В то же время это был удобный случай для каждого из присутствующих показать своим поведением как свою "политику", так и свою личность в наиболее выгодном свете. Фон Миттерер ловко и осторожно продемонстрировал перед Давилем свое огромное влияние на монахов и их паству, что они подтвердили и своим поведением, и на словах. Давиль и по долгу службы, и из личного упрямства держался как представитель Наполеона, а эта официальная поза, так мало соответствовавшая его подлинной природе, придавала ему непреклонный вид, что невыгодно для него изменяло весь его облик. Только Дефоссе держался и говорил естественно и без натяжки, но он, как самый молодой, больше молчал.

Монахи, если уж приходилось говорить, жаловались на турок, на штрафы и преследования, на ход истории, на свою судьбу и немного на целый свет с тем типичным и странным наслаждением, с которым каждый босниец любит говорить о вещах тяжелых и безнадежных.

Вполне понятно, что в обществе, где каждый старался сказать лишь то, что ему хотелось довести до сведения всех, а услышать только то, что ему нужно и что другие хотели бы скрыть, разговор не клеился и не мог стать свободным и сердечным.

Как хороший и тактичный хозяин дома, фон Миттерер не допускал, чтобы в беседе касались тем, могущих вызвать разногласия. Только фра Юлиан и Дефоссе, как старые знакомые, отделившись, вели оживленную беседу.
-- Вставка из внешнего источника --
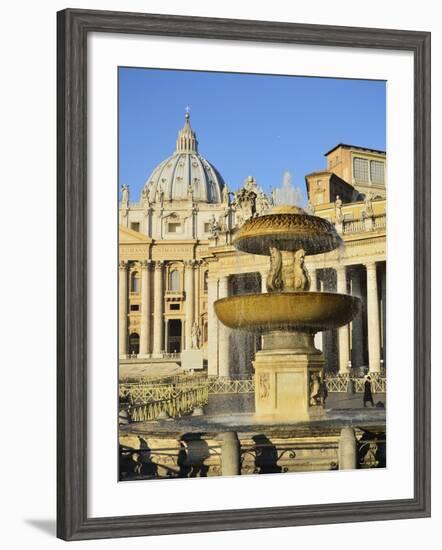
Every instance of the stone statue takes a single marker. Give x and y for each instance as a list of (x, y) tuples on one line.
[(196, 336), (225, 195), (263, 203), (125, 193), (338, 209), (222, 223), (370, 458), (301, 278), (311, 208), (144, 195), (189, 193), (264, 385), (274, 278)]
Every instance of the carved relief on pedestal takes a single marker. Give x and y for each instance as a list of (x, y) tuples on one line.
[(264, 385)]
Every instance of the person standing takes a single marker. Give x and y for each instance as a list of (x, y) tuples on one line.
[(368, 395)]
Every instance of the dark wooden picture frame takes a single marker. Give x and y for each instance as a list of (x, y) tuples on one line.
[(73, 28)]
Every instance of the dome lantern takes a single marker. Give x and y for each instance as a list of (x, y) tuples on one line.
[(186, 141), (185, 175)]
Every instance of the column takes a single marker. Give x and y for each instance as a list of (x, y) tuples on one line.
[(344, 349), (223, 334), (190, 305), (212, 327), (230, 454), (264, 282), (374, 344), (357, 328), (347, 450), (122, 309), (158, 302), (384, 312), (145, 309)]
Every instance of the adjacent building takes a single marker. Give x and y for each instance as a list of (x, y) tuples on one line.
[(176, 258)]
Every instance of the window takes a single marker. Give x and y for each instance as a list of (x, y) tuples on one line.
[(377, 172), (135, 282), (174, 281), (360, 169), (174, 227)]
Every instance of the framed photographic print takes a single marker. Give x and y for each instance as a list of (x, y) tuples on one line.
[(243, 274)]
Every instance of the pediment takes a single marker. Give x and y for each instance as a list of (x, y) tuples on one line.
[(129, 236)]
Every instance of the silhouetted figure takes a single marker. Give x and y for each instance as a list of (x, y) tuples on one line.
[(323, 391), (192, 458), (266, 461), (182, 461), (144, 465), (368, 396)]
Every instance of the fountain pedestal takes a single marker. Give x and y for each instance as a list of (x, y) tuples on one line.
[(288, 375), (288, 370)]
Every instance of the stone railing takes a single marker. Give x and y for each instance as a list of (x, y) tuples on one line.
[(370, 223), (147, 401), (353, 226), (219, 385), (344, 383), (380, 221)]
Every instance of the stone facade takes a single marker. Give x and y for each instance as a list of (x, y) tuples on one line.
[(176, 260)]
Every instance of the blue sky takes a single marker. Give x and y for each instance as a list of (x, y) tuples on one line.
[(260, 125)]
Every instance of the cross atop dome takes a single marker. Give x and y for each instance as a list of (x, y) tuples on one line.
[(186, 141)]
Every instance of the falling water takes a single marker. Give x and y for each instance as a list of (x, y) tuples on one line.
[(288, 193)]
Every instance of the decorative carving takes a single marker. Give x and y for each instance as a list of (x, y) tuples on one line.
[(196, 336), (225, 195), (264, 385), (370, 458), (125, 194), (368, 202), (310, 208), (315, 390), (250, 201), (338, 210), (301, 278)]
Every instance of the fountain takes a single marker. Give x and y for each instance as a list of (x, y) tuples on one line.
[(288, 369)]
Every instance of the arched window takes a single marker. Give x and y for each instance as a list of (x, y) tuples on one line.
[(134, 344), (135, 282), (174, 283)]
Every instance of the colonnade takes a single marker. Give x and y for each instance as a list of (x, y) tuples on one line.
[(152, 339)]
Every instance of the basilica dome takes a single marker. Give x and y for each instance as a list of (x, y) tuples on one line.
[(185, 175)]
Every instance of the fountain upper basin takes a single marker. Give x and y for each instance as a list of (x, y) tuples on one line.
[(301, 311)]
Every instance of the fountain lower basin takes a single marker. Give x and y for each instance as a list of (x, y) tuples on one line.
[(300, 311)]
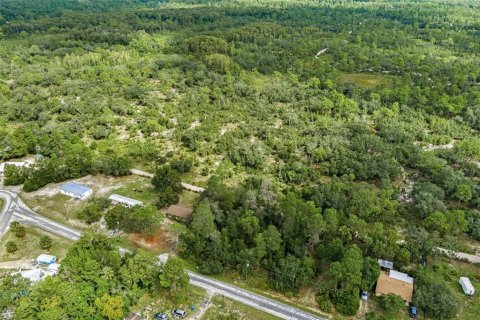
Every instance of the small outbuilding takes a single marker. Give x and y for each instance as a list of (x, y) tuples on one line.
[(34, 275), (76, 190), (397, 283), (467, 286), (176, 211), (124, 201), (46, 259)]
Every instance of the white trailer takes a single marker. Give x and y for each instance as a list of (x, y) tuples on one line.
[(467, 286)]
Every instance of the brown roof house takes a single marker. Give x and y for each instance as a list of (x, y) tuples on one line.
[(397, 283), (180, 212)]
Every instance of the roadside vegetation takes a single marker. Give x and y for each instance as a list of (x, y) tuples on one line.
[(327, 135), (31, 244)]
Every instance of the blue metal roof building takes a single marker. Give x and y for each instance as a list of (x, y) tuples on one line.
[(76, 190)]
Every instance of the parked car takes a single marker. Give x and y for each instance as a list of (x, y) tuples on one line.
[(364, 296), (413, 312), (178, 313), (424, 261), (160, 316)]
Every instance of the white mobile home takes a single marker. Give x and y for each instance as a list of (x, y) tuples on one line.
[(467, 286), (124, 201), (76, 190), (16, 164)]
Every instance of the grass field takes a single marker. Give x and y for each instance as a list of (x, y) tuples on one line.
[(259, 286), (224, 307), (58, 207), (163, 301), (365, 80), (29, 248)]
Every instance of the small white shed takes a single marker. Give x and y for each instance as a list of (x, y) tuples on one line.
[(467, 286)]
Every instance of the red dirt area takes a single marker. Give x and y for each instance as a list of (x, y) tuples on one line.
[(157, 243)]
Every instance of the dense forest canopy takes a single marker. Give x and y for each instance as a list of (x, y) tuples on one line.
[(328, 133)]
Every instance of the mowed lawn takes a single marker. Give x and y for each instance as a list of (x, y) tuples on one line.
[(223, 307), (366, 80), (29, 247)]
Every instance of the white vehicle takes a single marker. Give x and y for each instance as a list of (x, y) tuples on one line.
[(467, 286)]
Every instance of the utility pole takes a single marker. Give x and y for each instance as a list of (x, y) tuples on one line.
[(66, 215)]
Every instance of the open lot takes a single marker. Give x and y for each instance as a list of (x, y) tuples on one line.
[(225, 307), (29, 248), (163, 302)]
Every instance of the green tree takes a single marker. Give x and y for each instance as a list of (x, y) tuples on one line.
[(436, 299), (11, 247), (166, 177), (392, 303), (45, 242), (110, 307), (173, 275), (91, 213)]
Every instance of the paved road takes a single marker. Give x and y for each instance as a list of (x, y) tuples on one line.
[(16, 210), (461, 255), (7, 211), (256, 301), (187, 186)]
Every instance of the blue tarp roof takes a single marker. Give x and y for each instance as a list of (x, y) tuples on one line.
[(75, 188)]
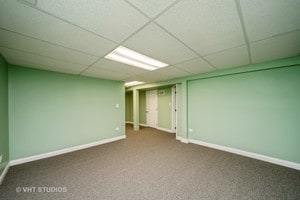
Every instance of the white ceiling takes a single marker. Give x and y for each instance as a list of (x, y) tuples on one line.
[(193, 36)]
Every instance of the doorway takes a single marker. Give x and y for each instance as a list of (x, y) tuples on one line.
[(151, 108)]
Между боснийским монахом и молодым французом установились, по-видимому, симпатия и взаимное уважение еще с первой их встречи на Купресе. Последующие свидания в монастыре Гуча-Гора сблизили их еще теснее. Молодые, бодрые и здоровые, они вступали в разговор, да и в дружеское препирательство с удовольствием, без задних мыслей или личного тщеславия.

Отойдя в сторону и глядя сквозь затуманенное окно на голые деревья, запорошенные мелким снегом, они разговаривали о Боснии и боснийцах. Дефоссе интересовали данные о жизни и деятельности католических монахов. А потом он сам поделился, искренне и спокойно, полученными за это время впечатлениями и опытом.

Монах сразу заметил, что "молодой консул" не терял зря времени в Травнике и собрал много сведений о стране и народе, а также о жизни и деятельности католических монахов.